Братья вскочили на берегу, родной плакал, двоюродный смеялся. Я был весь чёрный от сгоревшего на мне пороха. Больше всего  пострадали руки и ноги. Кожа вздувалась большими пузырями, некоторые уже лопались и из них текла прозрачная жидкость. Я не орал, страха не было, была безумная боль. До деревни надо было бежать километра три. В Германии, где я пишу этот рассказ, трудно представить безлюдье тех мест. Автомашины там по дорогам вообще не ездили, людей не было, может быть раз в месяц проезжал гусеничный трактор. Бедный Валера, кажется, страдал больше меня, он был очень жалостливый и мог глубоко сострадать.

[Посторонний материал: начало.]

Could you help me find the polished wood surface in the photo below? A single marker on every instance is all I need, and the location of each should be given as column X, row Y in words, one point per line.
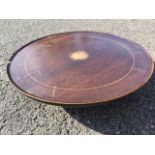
column 79, row 68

         К этому времени мать уехала в Ленинград по делам, с нами была только бабка. Она повидала достаточно ужасов за свой век и поэтому не упала в обморок при виде меня, а стала помогать. Если бы сгорело чуть больше кожи или ожоги были бы глубже, то я не писал бы этот рассказ и у меня не было бы дочери Марии. Бабка стала обмазывать меня простоквашей, она охлаждала, питала влагой ожоги и немного снимала боль. К счастью, в деревне была лошадь, её быстро запрягли в телегу. Бабка дала мне простынь, одевать я ничего не мог, любое прикосновение причиняло страдание. В телегу кинули сена, усадили на него меня и я с кем-то поехал до районного центра. Бабка осталась в Черницово с детьми. Она предупредила, меня, чтобы я не давал обрабатывать ожоги спиртом – можно умереть от острого шока, или от обезвоживания организма.

         Умереть я пока не боялся, но в голове мутилось от боли. Дорога раздолбанная тракторами трясла меня в телеге. Начался озноб, становилось тоскливо. Так я трясся несколько часов до деревни, оттуда до станции и шоссейной дороги на Ленинград. На станции, в каком-то медпункте, мне сделали кое-какие перевязки. На шоссе милиционер остановил первую машину, это было такси, и таксист погнал в Ленинград. Какая-то незнакомая тётка согласилась сопровождать меня, она же съездила к матери – телефона не было – и сообщила ей о происшествии.
 
         При въезде в Питер позвонили в Скорую помощь, которая и привезла меня в Военно-медицинскую академию. Подходящй случай – боевое ранение, хорошая практика для врачей. Дальше опять всё смутно. Обезболивающий укол, бинты, мазь и боль, боль, боль... Приехала мать, извещённая доброй тёткой. Как она потом рассказывала – моё лицо было чёрное, как солдатский кирзовый сапог. Мать вела себя мужественно, сдерживала слёзы, чтобы не расстраивать меня ещё больше. Она привезла арбуз, при таких ожёгах надо много пить, выводить из организма продукты распада. Пробыл я в больнице дней 10-12, военные врачи быстро поставили меня на ноги. Самое страшное там было – перевязки. Бинты присыхали к коже, их разрезали и отрывали вместе с кожей. По ночам я не мог спать, странный запах, который шёл от моей груди, мучил меня, запах жареной кожи и мяса с привкусом чего-то сладковатого.

         Мой молодой организм хорошо боролся за жизнь. Через несколько дней, к боли сжигаемого заживо на костре еретика, прибавилось неприятное ощущение в глазу. Вызвали окулиста. Он осмотрел меня, закапал в глаз атропин, поковырял чем-то острым роговицу глаза – боли нет, а как будто в мозгу железом царапают – притащил большой электрический магнит и с его помощью вытащил железную занозу из моего глаза.

         Русские говорят – «в мгновенье ока» о чём-нибудь действительно мгновенном. Когда порох в снаряде вспыхнул и пламя полетело на меня, впереди взрывной волны летел мелчайший осколок, может быть сорванный с резбы для боеголовки. Этот осколок вонзился в глаз, но перед огнём глаза закрылись и не пострадали. Сгорели только ресницы и брови.
 
         После выхода из больницы я ещё целый месяц ходил на перевязки в поликлинику – на ногах образовались трофические язвы. Руки ещё были в бинтах, когда я появился на танцах в Саду первого мая. Был героем дня.
Теперь у меня изменившаяся кровь. Я инстинктивно вздрагиваю от взрывов. Люблю фейерверк на Новый год в Германии, но не люблю, когда стреляют за моей спиной. Я долго обходил стороной баллоны с кислородом и ацетиленом – они слишком похожи на бомбы, да и содержимое взрывоопасно.

        На следующе лето я был на мельнице и разглядывал пустой стакан снаряда. Дырка, из которой на меня прыгнул огонь, уже заржавела и была моего любимого красно-рыжего цвета.

        Больше года я не мог есть жареную курицу.